At the end of the first full workweek of 2012 (last week was a four-day workweek in case anyone noticed), I reviewed the articles on the disability market I came across over the holiday break, and thought I’d share some of the more interesting ones.

Beauty Stocks Are Not Just Skin-Deep

The fortunes of beauty companies rise and fall depending on how their customers feel about themselves and their looks. In many ways, advancing age defines people’s self-perceptions of themselves. And as this generation’s largest population cohort, the baby boomers, hit their 60’s, an interesting phenomenon has occurred: beauty stocks are going up in a market that is still going sideways due to slowing economies, rising debt, and underemployed workers.

Financial Scams Increasing as Baby Boomers Age

Elderly people are historically vulnerable to scammers who look to take advantage of their insecurities and diminished mental faculties. And when this oldest demographic is becoming populated by the large baby boomer cohort, statistics are showing a marked increase in investment fraud. This will result in higher costs for banks, insurance companies, and enforcement agencies.

Canada, Eh!

It’s not only the United States. Canadian baby boomers are influencing the housing market in the Great White North.

Move Your Eye Left, Move Your Eye Right

A great example of how eye-movement technology originally developed to meet the needs of people with disabilities is making it into the mainstream.
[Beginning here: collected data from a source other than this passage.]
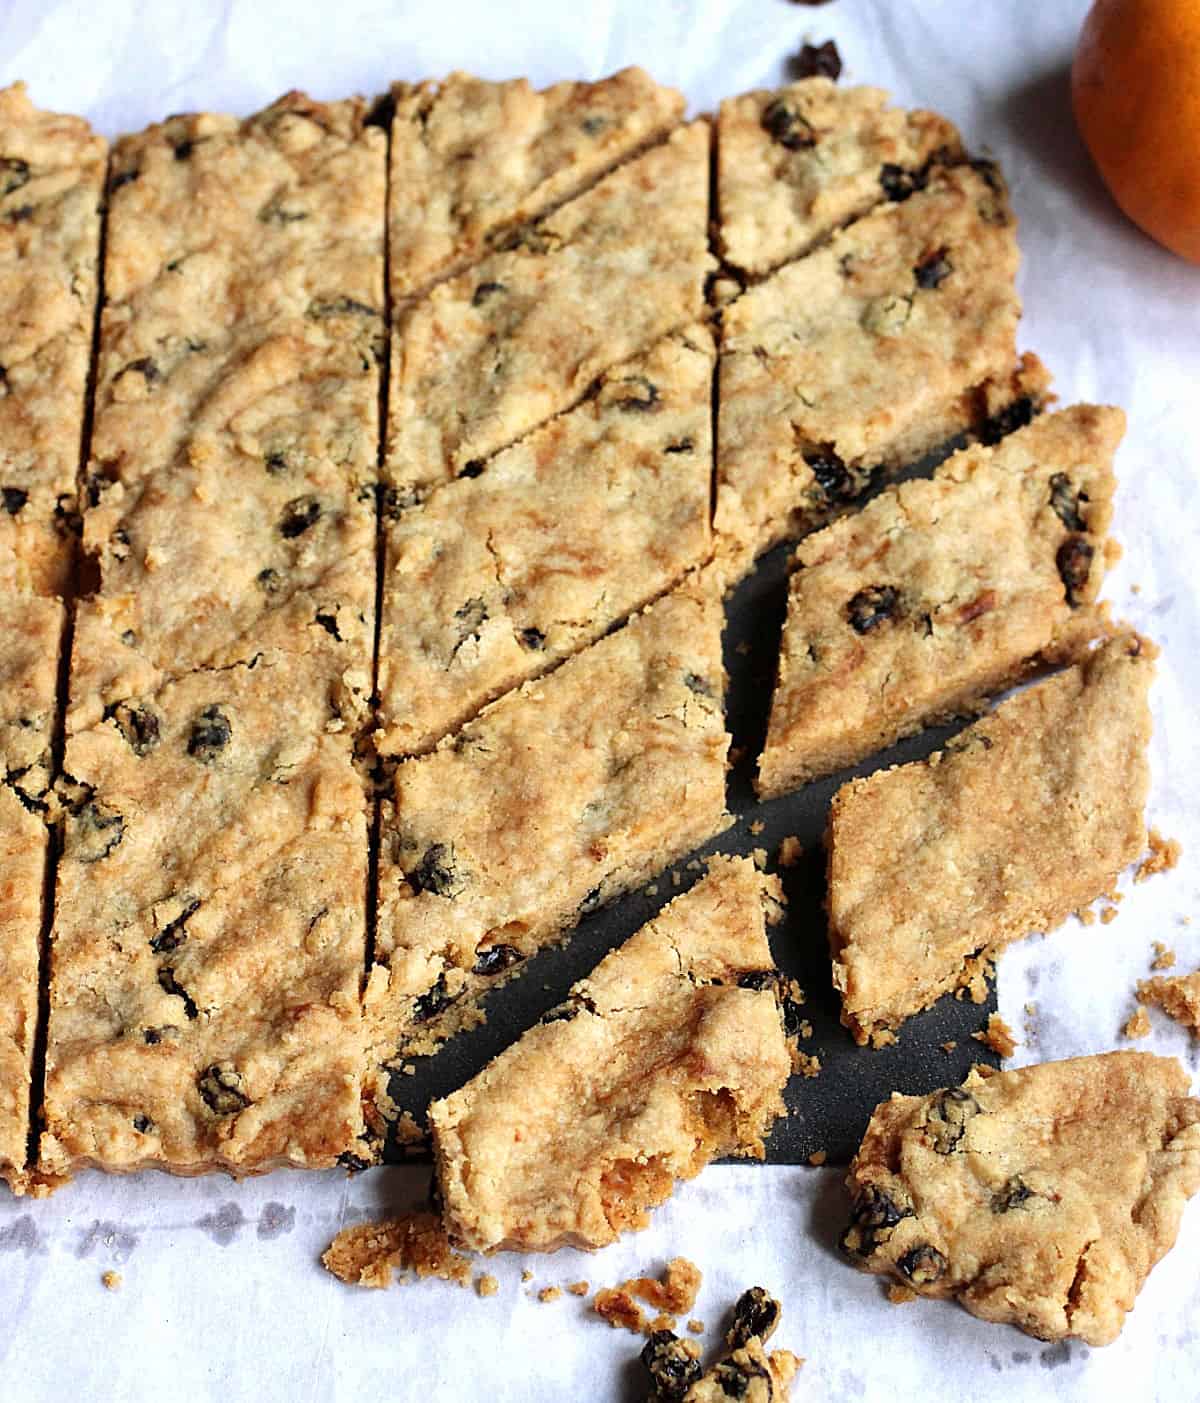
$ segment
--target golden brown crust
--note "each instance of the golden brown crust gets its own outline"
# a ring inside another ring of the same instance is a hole
[[[343,1228],[321,1255],[325,1270],[347,1286],[387,1287],[399,1275],[437,1277],[466,1286],[471,1263],[455,1252],[436,1213],[410,1213],[383,1223]],[[491,1288],[485,1289],[485,1283]],[[495,1277],[479,1278],[479,1294],[495,1295]]]
[[[1194,974],[1144,979],[1137,986],[1137,996],[1200,1036],[1200,969]]]

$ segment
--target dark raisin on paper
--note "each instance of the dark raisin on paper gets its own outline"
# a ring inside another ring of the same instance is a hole
[[[139,758],[148,755],[161,739],[162,726],[158,713],[148,703],[117,702],[105,708],[104,716],[105,720],[111,719],[117,723],[117,730]]]
[[[141,171],[135,166],[132,170],[118,171],[108,182],[108,193],[111,195],[119,190],[122,185],[128,185],[141,175]]]
[[[160,969],[158,972],[158,987],[164,994],[170,994],[173,998],[183,1000],[183,1011],[188,1018],[198,1018],[200,1010],[196,1007],[192,996],[175,978],[175,971],[170,968]],[[149,1038],[146,1039],[149,1042]]]
[[[133,1128],[139,1135],[150,1135],[154,1132],[154,1122],[149,1116],[139,1114],[133,1118]]]
[[[817,134],[808,118],[781,97],[764,108],[759,125],[788,151],[802,151],[817,144]]]
[[[434,896],[457,896],[465,882],[454,866],[454,851],[445,843],[431,843],[420,862],[407,874],[415,892],[427,891]]]
[[[314,298],[308,304],[306,315],[314,321],[321,321],[325,317],[377,317],[380,313],[378,308],[369,307],[353,297],[330,297]]]
[[[913,279],[923,291],[939,288],[954,272],[954,264],[946,257],[945,247],[927,253],[913,269]]]
[[[700,1361],[670,1330],[655,1330],[639,1358],[653,1382],[653,1397],[660,1403],[682,1403],[700,1377]]]
[[[192,723],[192,733],[188,736],[187,753],[193,760],[209,764],[217,758],[229,744],[233,727],[229,718],[219,706],[206,706]]]
[[[912,1209],[898,1204],[875,1185],[868,1185],[855,1197],[850,1226],[842,1233],[842,1251],[852,1257],[869,1257],[881,1247],[896,1224],[913,1216]]]
[[[1058,548],[1055,563],[1058,573],[1066,586],[1067,603],[1074,608],[1087,588],[1092,573],[1092,559],[1096,552],[1090,542],[1082,536],[1068,536]]]
[[[923,170],[909,171],[891,161],[885,161],[879,168],[879,184],[883,193],[893,204],[903,204],[918,190],[925,188],[928,175]]]
[[[678,443],[668,443],[663,449],[664,453],[694,453],[695,451],[695,441],[690,438],[681,438]]]
[[[196,143],[194,141],[177,141],[175,143],[175,159],[186,161],[195,149]]]
[[[139,356],[137,360],[131,360],[128,365],[124,365],[113,376],[113,380],[119,380],[123,375],[140,375],[146,384],[157,385],[163,378],[163,373],[149,356]]]
[[[852,502],[857,492],[854,474],[842,459],[829,450],[804,460],[816,478],[817,486],[831,502]]]
[[[266,594],[278,594],[283,588],[283,576],[278,570],[272,570],[269,565],[265,570],[260,570],[254,578],[259,589]]]
[[[1086,492],[1075,491],[1074,484],[1066,473],[1055,473],[1050,479],[1050,505],[1054,515],[1068,531],[1086,531],[1087,522],[1083,519],[1080,507],[1089,500]]]
[[[125,837],[125,819],[115,809],[99,799],[88,799],[73,813],[70,853],[77,862],[100,862],[120,846]]]
[[[150,948],[156,955],[178,950],[187,939],[187,923],[200,909],[199,897],[192,897],[184,903],[183,910],[174,920],[168,921],[162,930],[150,941]]]
[[[713,694],[712,683],[707,677],[701,677],[698,672],[685,672],[683,685],[698,697],[711,697]]]
[[[832,39],[823,44],[804,44],[800,52],[793,54],[787,62],[788,77],[831,78],[835,83],[842,75],[842,56]]]
[[[471,306],[472,306],[472,307],[482,307],[483,304],[484,304],[490,297],[495,297],[495,295],[496,295],[498,292],[507,292],[507,291],[508,291],[508,289],[504,286],[503,283],[496,283],[496,282],[491,282],[491,283],[480,283],[479,286],[475,289],[475,292],[474,292],[474,294],[473,294],[472,297],[471,297]]]
[[[0,156],[0,196],[11,195],[29,183],[29,162],[19,156]]]
[[[353,1154],[350,1150],[343,1150],[337,1157],[337,1162],[343,1169],[348,1169],[351,1174],[361,1174],[364,1169],[370,1169],[369,1160],[363,1159],[362,1155]]]
[[[932,1286],[945,1275],[947,1262],[936,1247],[925,1243],[906,1252],[896,1265],[914,1286]]]
[[[658,386],[644,375],[627,375],[617,381],[628,386],[618,391],[613,403],[626,414],[645,414],[659,407]]]
[[[433,988],[413,1001],[413,1022],[428,1023],[431,1018],[436,1018],[449,1003],[450,995],[446,990],[446,976],[439,974]]]
[[[293,497],[284,507],[279,518],[279,534],[286,541],[294,541],[303,536],[309,527],[314,526],[321,516],[321,504],[315,497]]]
[[[979,1102],[961,1086],[939,1091],[929,1108],[928,1127],[939,1155],[953,1154],[967,1133],[967,1122],[980,1114]]]
[[[546,635],[540,628],[523,628],[518,632],[517,638],[521,646],[531,652],[537,652],[546,646]]]
[[[767,1397],[771,1396],[771,1376],[752,1359],[722,1359],[710,1375],[726,1398],[745,1398],[755,1379],[766,1379]]]
[[[478,477],[483,472],[483,460],[472,458],[469,463],[464,463],[459,469],[459,477]]]
[[[4,497],[4,510],[9,516],[16,516],[29,501],[29,493],[23,487],[2,487],[0,494]]]
[[[228,1063],[214,1062],[197,1078],[196,1086],[214,1115],[235,1116],[250,1104],[242,1090],[241,1074]]]
[[[1011,1213],[1014,1208],[1020,1208],[1023,1203],[1028,1203],[1031,1198],[1036,1197],[1024,1179],[1019,1174],[1014,1174],[992,1195],[992,1212]]]
[[[513,945],[489,945],[479,951],[472,973],[503,974],[506,969],[512,969],[520,958],[520,950]]]
[[[846,621],[855,633],[870,633],[899,612],[900,593],[894,585],[868,585],[846,605]]]
[[[781,1314],[779,1302],[761,1286],[751,1286],[737,1298],[733,1324],[725,1336],[730,1349],[745,1349],[751,1338],[766,1341],[775,1333]]]

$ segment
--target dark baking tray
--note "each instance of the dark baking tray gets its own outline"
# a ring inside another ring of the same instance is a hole
[[[944,455],[939,455],[939,458]],[[906,473],[928,472],[936,460]],[[768,866],[776,870],[781,840],[797,837],[804,856],[795,866],[779,869],[788,906],[784,920],[771,931],[771,947],[779,967],[794,975],[807,995],[805,1016],[812,1037],[801,1046],[820,1058],[814,1078],[795,1076],[787,1088],[790,1114],[780,1120],[767,1145],[767,1162],[802,1164],[823,1150],[831,1164],[846,1163],[862,1137],[871,1111],[893,1091],[926,1092],[961,1081],[973,1062],[997,1065],[990,1049],[971,1034],[995,1009],[995,991],[988,1002],[943,998],[933,1008],[910,1019],[895,1045],[879,1050],[858,1047],[838,1020],[838,997],[830,981],[825,936],[825,861],[821,836],[829,801],[852,775],[868,774],[888,765],[914,760],[938,749],[961,727],[943,726],[884,751],[855,770],[832,775],[795,794],[770,803],[755,797],[753,776],[766,731],[767,713],[779,653],[779,635],[787,599],[787,565],[791,546],[764,556],[757,569],[727,602],[725,666],[729,674],[726,708],[735,750],[741,755],[729,775],[728,803],[734,826],[697,850],[751,853],[762,848]],[[762,824],[751,832],[752,823]],[[409,1064],[397,1073],[391,1091],[397,1103],[424,1123],[425,1108],[439,1096],[461,1086],[492,1057],[531,1027],[547,1009],[559,1003],[575,980],[588,973],[609,950],[643,925],[672,897],[701,875],[688,860],[668,868],[650,889],[631,892],[586,917],[565,945],[544,950],[526,965],[519,978],[497,989],[484,1007],[487,1022],[463,1033],[434,1057]],[[678,873],[679,885],[672,879]],[[943,1044],[954,1043],[949,1052]],[[413,1158],[413,1151],[389,1144],[388,1162]]]

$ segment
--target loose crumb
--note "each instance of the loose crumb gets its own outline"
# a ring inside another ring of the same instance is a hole
[[[682,882],[682,881],[683,881],[683,878],[679,875],[678,869],[676,869],[675,871],[673,871],[673,872],[671,873],[671,885],[672,885],[673,887],[677,887],[677,886],[680,884],[680,882]]]
[[[943,1052],[947,1055],[947,1057],[948,1057],[948,1056],[954,1051],[954,1049],[955,1049],[957,1046],[958,1046],[958,1044],[954,1041],[953,1038],[951,1038],[951,1040],[950,1040],[948,1043],[943,1043],[943,1044],[942,1044],[942,1051],[943,1051]]]
[[[740,765],[746,758],[746,747],[735,745],[730,748],[729,759],[725,762],[726,769],[732,770],[736,765]]]
[[[766,826],[767,825],[762,821],[761,818],[756,818],[754,822],[750,825],[750,832],[753,833],[754,836],[757,838]]]
[[[789,833],[779,844],[779,852],[775,861],[780,867],[795,867],[803,856],[804,844],[794,833]]]
[[[812,1037],[812,1024],[808,1021],[807,1018],[802,1018],[800,1020],[800,1036],[802,1038]]]
[[[767,869],[766,848],[752,848],[750,851],[750,856],[754,859],[755,867],[757,867],[760,872],[765,872]]]
[[[990,1047],[997,1057],[1011,1057],[1017,1050],[1018,1043],[1013,1036],[1013,1030],[998,1013],[993,1013],[987,1021],[987,1026],[971,1036],[984,1047]]]
[[[825,1150],[814,1150],[812,1154],[809,1155],[808,1162],[809,1164],[815,1165],[817,1168],[820,1168],[820,1166],[823,1165],[828,1158],[829,1155]]]
[[[1150,965],[1151,969],[1174,969],[1175,951],[1168,949],[1161,940],[1154,942],[1154,959]]]
[[[1150,845],[1150,851],[1142,858],[1133,874],[1135,882],[1144,882],[1147,877],[1153,877],[1159,872],[1169,872],[1172,867],[1179,865],[1179,858],[1183,852],[1183,845],[1178,838],[1164,838],[1157,828],[1152,828],[1146,834],[1146,842]]]
[[[100,1280],[104,1283],[106,1291],[119,1291],[125,1284],[119,1271],[106,1271]]]
[[[659,1312],[659,1320],[682,1315],[696,1304],[701,1280],[700,1268],[694,1262],[686,1257],[673,1257],[657,1280],[652,1276],[635,1276],[620,1286],[603,1287],[592,1297],[592,1309],[614,1329],[641,1334],[647,1330],[647,1325],[645,1313],[637,1303],[639,1299]],[[672,1330],[674,1320],[670,1325],[652,1320],[648,1328]]]
[[[661,1315],[656,1315],[650,1322],[649,1333],[651,1335],[657,1335],[660,1330],[670,1330],[671,1334],[674,1334],[675,1325],[675,1317],[673,1315],[667,1315],[664,1311]]]
[[[1150,1015],[1146,1012],[1145,1004],[1138,1004],[1133,1013],[1125,1020],[1125,1026],[1121,1031],[1127,1038],[1150,1036]]]
[[[415,1062],[405,1062],[400,1070],[406,1077],[415,1077],[417,1075],[417,1064]]]
[[[481,1272],[475,1278],[475,1291],[480,1296],[494,1296],[500,1289],[500,1283],[491,1272]]]
[[[650,885],[646,888],[646,895],[647,895],[647,896],[657,896],[657,895],[658,895],[658,883],[657,883],[657,882],[651,882],[651,883],[650,883]]]
[[[1034,1018],[1034,1017],[1036,1017],[1036,1015],[1037,1015],[1037,1004],[1026,1004],[1026,1005],[1025,1005],[1025,1016],[1026,1016],[1027,1018]]]
[[[1090,906],[1081,906],[1075,915],[1081,926],[1094,926],[1096,924],[1096,913]]]
[[[572,1296],[586,1296],[591,1289],[591,1284],[587,1281],[572,1281],[567,1287]]]
[[[641,1306],[627,1291],[602,1287],[592,1297],[592,1309],[601,1320],[607,1320],[614,1330],[629,1330],[640,1335],[646,1328],[646,1316]]]
[[[1111,926],[1116,919],[1117,908],[1115,906],[1106,906],[1104,910],[1100,912],[1100,924],[1102,926]]]
[[[557,1301],[561,1295],[561,1286],[543,1286],[538,1292],[538,1300],[545,1306],[549,1305],[551,1301]]]
[[[876,1028],[871,1034],[871,1046],[877,1050],[881,1047],[894,1047],[899,1041],[890,1028]]]
[[[688,1321],[688,1329],[692,1332],[693,1335],[703,1335],[704,1321],[697,1320],[695,1316],[693,1316],[691,1320]]]
[[[321,1257],[325,1269],[348,1286],[390,1286],[407,1272],[471,1283],[471,1263],[455,1252],[436,1213],[410,1213],[383,1223],[343,1228]]]
[[[526,1267],[525,1270],[521,1273],[521,1280],[522,1280],[522,1281],[532,1281],[532,1280],[533,1280],[533,1273],[529,1270],[528,1267]]]
[[[812,1057],[807,1052],[797,1052],[792,1058],[792,1064],[802,1077],[816,1077],[821,1073],[821,1059]]]
[[[1148,1004],[1157,1004],[1168,1018],[1200,1036],[1200,969],[1194,974],[1143,979],[1137,986],[1137,996]]]
[[[744,658],[750,652],[750,645],[743,638],[742,641],[737,645],[736,648],[734,648],[733,651],[738,655],[738,657]]]
[[[901,1286],[897,1281],[888,1287],[888,1300],[894,1306],[906,1306],[909,1301],[917,1299],[917,1293],[911,1286]]]

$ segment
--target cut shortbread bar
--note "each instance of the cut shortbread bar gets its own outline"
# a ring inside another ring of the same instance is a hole
[[[709,129],[694,122],[401,315],[385,473],[403,503],[704,311]]]
[[[889,107],[879,88],[828,78],[726,98],[716,143],[721,251],[754,275],[907,198],[930,162],[963,158],[958,132],[936,112]]]
[[[1047,414],[796,552],[764,798],[969,710],[1097,626],[1119,409]]]
[[[640,68],[536,92],[451,73],[392,89],[388,231],[399,302],[666,134],[682,93]]]
[[[760,1157],[791,1069],[766,922],[778,878],[708,875],[430,1107],[451,1237],[477,1251],[596,1248],[720,1155]]]
[[[994,166],[935,168],[722,313],[715,525],[743,564],[1045,389],[1014,372],[1016,221]],[[1028,382],[1028,383],[1026,383]]]
[[[1200,1035],[1200,969],[1194,974],[1144,979],[1137,986],[1137,996]]]
[[[49,1172],[322,1167],[361,1133],[366,802],[321,667],[196,672],[68,738]]]
[[[366,995],[381,1056],[429,1051],[474,996],[724,826],[721,625],[716,583],[686,580],[397,767]]]
[[[1152,644],[1134,634],[830,809],[829,944],[859,1042],[973,986],[1005,945],[1112,889],[1145,839]]]
[[[290,93],[114,149],[76,727],[261,648],[324,650],[365,707],[386,186],[365,115]]]
[[[106,150],[0,90],[0,591],[70,583]]]
[[[843,1247],[984,1320],[1108,1344],[1200,1189],[1200,1101],[1144,1052],[988,1072],[876,1109]]]
[[[0,94],[0,101],[3,94]],[[62,605],[0,598],[0,1179],[28,1187],[30,1084]]]
[[[707,328],[668,337],[480,477],[398,513],[386,528],[381,752],[428,750],[703,560],[712,367]]]

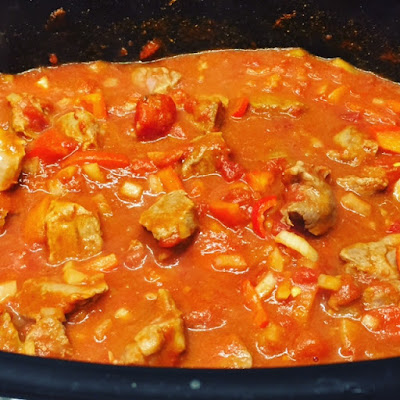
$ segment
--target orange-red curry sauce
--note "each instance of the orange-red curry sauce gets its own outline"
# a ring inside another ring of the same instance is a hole
[[[398,85],[299,49],[73,64],[0,75],[0,128],[2,350],[400,354]]]

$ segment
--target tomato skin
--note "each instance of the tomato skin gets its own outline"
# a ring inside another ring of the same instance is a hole
[[[267,231],[264,227],[265,213],[271,208],[274,208],[276,204],[276,196],[267,196],[256,201],[253,206],[253,212],[251,214],[253,230],[258,236],[263,239],[267,237]]]
[[[27,105],[23,113],[29,119],[29,128],[34,132],[41,132],[49,126],[46,116],[35,107]]]
[[[170,96],[152,94],[138,101],[135,129],[139,140],[156,140],[167,135],[175,121],[176,106]]]
[[[316,334],[312,332],[304,332],[296,339],[293,357],[296,360],[313,360],[318,362],[329,352],[329,346],[324,343]]]
[[[318,273],[307,267],[297,267],[292,275],[295,285],[315,285],[318,281]]]
[[[230,228],[237,228],[247,223],[247,216],[238,203],[214,201],[209,204],[210,213]]]
[[[242,97],[238,99],[237,104],[235,106],[235,111],[231,114],[233,118],[242,118],[244,114],[246,114],[247,109],[249,108],[250,101],[248,97]]]
[[[265,328],[269,324],[268,315],[254,286],[247,279],[243,281],[242,292],[246,307],[254,313],[254,323],[260,328]]]
[[[228,156],[221,156],[217,168],[227,182],[237,181],[244,175],[244,169]]]
[[[328,301],[328,304],[333,309],[338,309],[339,306],[346,306],[361,297],[361,289],[356,285],[351,275],[342,275],[342,286],[333,293]]]

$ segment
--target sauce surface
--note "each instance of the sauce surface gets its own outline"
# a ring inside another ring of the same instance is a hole
[[[301,49],[0,75],[0,348],[250,368],[400,354],[400,88]]]

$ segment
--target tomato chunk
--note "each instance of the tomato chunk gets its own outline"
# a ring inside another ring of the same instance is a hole
[[[246,114],[247,109],[249,108],[249,98],[248,97],[241,97],[235,106],[235,110],[232,113],[233,118],[242,118],[244,114]]]
[[[162,42],[159,39],[149,40],[142,48],[139,59],[140,61],[148,60],[153,57],[162,46]]]
[[[136,106],[135,129],[139,140],[156,140],[168,134],[176,120],[176,106],[170,96],[152,94]]]
[[[47,164],[54,163],[71,154],[78,147],[78,143],[56,129],[43,132],[27,152],[26,158],[39,157]]]

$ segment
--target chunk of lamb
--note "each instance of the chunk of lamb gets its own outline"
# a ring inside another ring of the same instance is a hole
[[[288,202],[282,209],[285,223],[293,226],[300,221],[315,236],[324,234],[335,224],[336,199],[325,181],[328,175],[321,168],[308,172],[301,161],[285,171],[285,178],[289,180]]]
[[[57,308],[68,314],[77,305],[86,303],[107,290],[103,273],[96,273],[79,284],[67,284],[56,277],[28,279],[11,304],[23,317],[37,319],[42,308]]]
[[[62,133],[81,144],[84,150],[97,147],[102,128],[90,112],[80,109],[69,112],[58,118],[56,125]]]
[[[364,169],[365,176],[348,175],[336,179],[336,183],[347,191],[354,192],[359,196],[371,196],[384,191],[389,179],[386,172],[380,167],[367,167]]]
[[[340,258],[346,262],[349,273],[360,272],[382,281],[398,281],[400,273],[396,262],[396,249],[400,234],[385,236],[378,242],[356,243],[345,247]],[[400,287],[400,282],[396,285]]]
[[[161,353],[165,353],[167,362],[173,364],[186,349],[182,313],[168,290],[158,291],[155,308],[156,318],[136,334],[133,343],[125,347],[119,364],[143,365],[148,357],[162,357]]]
[[[343,150],[329,150],[326,155],[333,161],[349,164],[352,167],[358,167],[365,159],[375,156],[378,151],[378,143],[366,139],[365,135],[353,126],[343,129],[333,140]]]
[[[8,312],[0,314],[0,350],[11,353],[19,353],[22,350],[18,331]]]
[[[193,123],[204,132],[218,131],[224,122],[225,106],[217,96],[196,99],[187,111]]]
[[[167,93],[181,79],[181,74],[165,67],[139,67],[132,72],[132,82],[145,94]]]
[[[195,138],[189,147],[189,155],[182,163],[182,176],[208,175],[217,170],[218,159],[228,149],[221,132],[210,132]]]
[[[195,205],[183,190],[163,195],[142,213],[139,223],[162,247],[176,246],[193,235],[198,226]]]
[[[64,314],[54,308],[42,308],[25,339],[25,351],[41,357],[63,358],[71,353],[71,344],[63,325]]]
[[[45,228],[51,263],[88,258],[102,250],[98,218],[77,203],[53,200],[45,216]]]
[[[25,141],[13,132],[0,129],[0,191],[18,181],[25,155]]]
[[[15,132],[35,136],[48,126],[46,110],[40,100],[28,94],[11,93],[7,96],[11,106],[11,125]]]

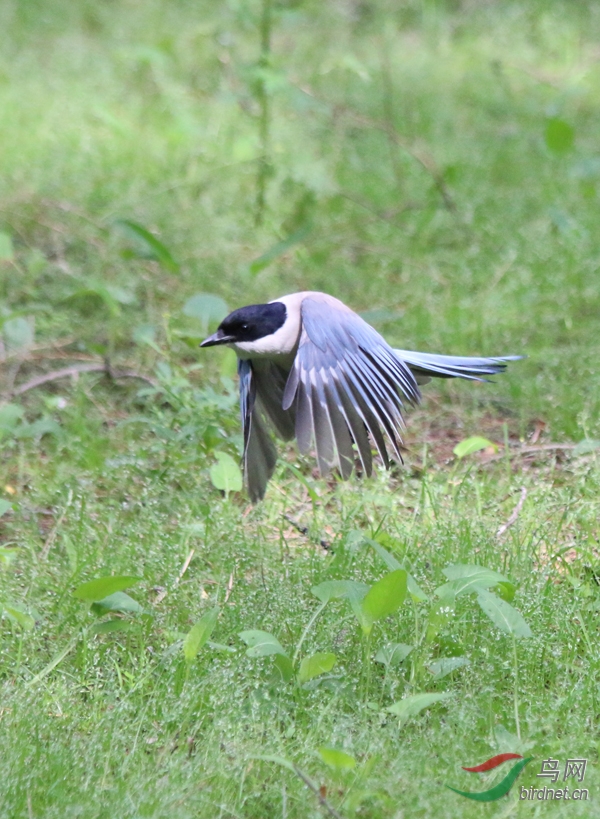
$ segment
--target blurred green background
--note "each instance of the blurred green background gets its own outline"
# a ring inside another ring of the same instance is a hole
[[[494,395],[592,433],[596,4],[269,6],[261,56],[258,0],[2,3],[3,317],[129,354],[197,292],[325,290],[398,346],[526,353]]]

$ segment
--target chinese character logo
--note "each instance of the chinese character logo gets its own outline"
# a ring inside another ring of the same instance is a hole
[[[547,785],[544,785],[543,788],[534,788],[533,786],[526,788],[522,785],[519,792],[519,799],[536,799],[538,801],[561,800],[563,802],[567,802],[571,799],[585,801],[589,799],[590,795],[587,788],[569,788],[569,786],[564,783],[567,779],[583,782],[586,766],[587,759],[567,759],[561,779],[560,761],[558,759],[552,759],[552,757],[544,759],[542,760],[540,772],[537,776],[549,779],[552,785],[558,783],[559,787],[549,788]]]

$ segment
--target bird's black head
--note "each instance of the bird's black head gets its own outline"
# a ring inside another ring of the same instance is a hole
[[[250,304],[234,310],[224,318],[214,335],[205,339],[201,347],[213,347],[215,344],[236,344],[244,341],[257,341],[270,336],[285,323],[287,310],[280,301],[271,304]]]

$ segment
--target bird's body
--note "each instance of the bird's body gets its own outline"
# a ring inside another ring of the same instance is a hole
[[[235,310],[201,346],[227,344],[238,356],[244,474],[260,500],[277,461],[265,424],[301,452],[315,445],[321,474],[337,465],[372,471],[369,435],[386,466],[386,439],[401,460],[402,399],[420,400],[432,376],[482,380],[519,358],[464,358],[393,350],[339,299],[304,291]]]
An Accessible Speakerphone For People With Mobility Impairments

Plantronics — a well-known handset maker — has come out with a speakerphone that is accessible to phone callers who have mobility issues.

“But We Don’t Have Any Disabled Customers!”

And finally, this is why there is no good business case for waiting until a disabled person asks fo an accessible product, service or accommodation. If businesses do not understand the classic buying behaviors of the 54-million-strong – and growing – market of consumers with disabilities, these people won’t be interested in buying from these businesses.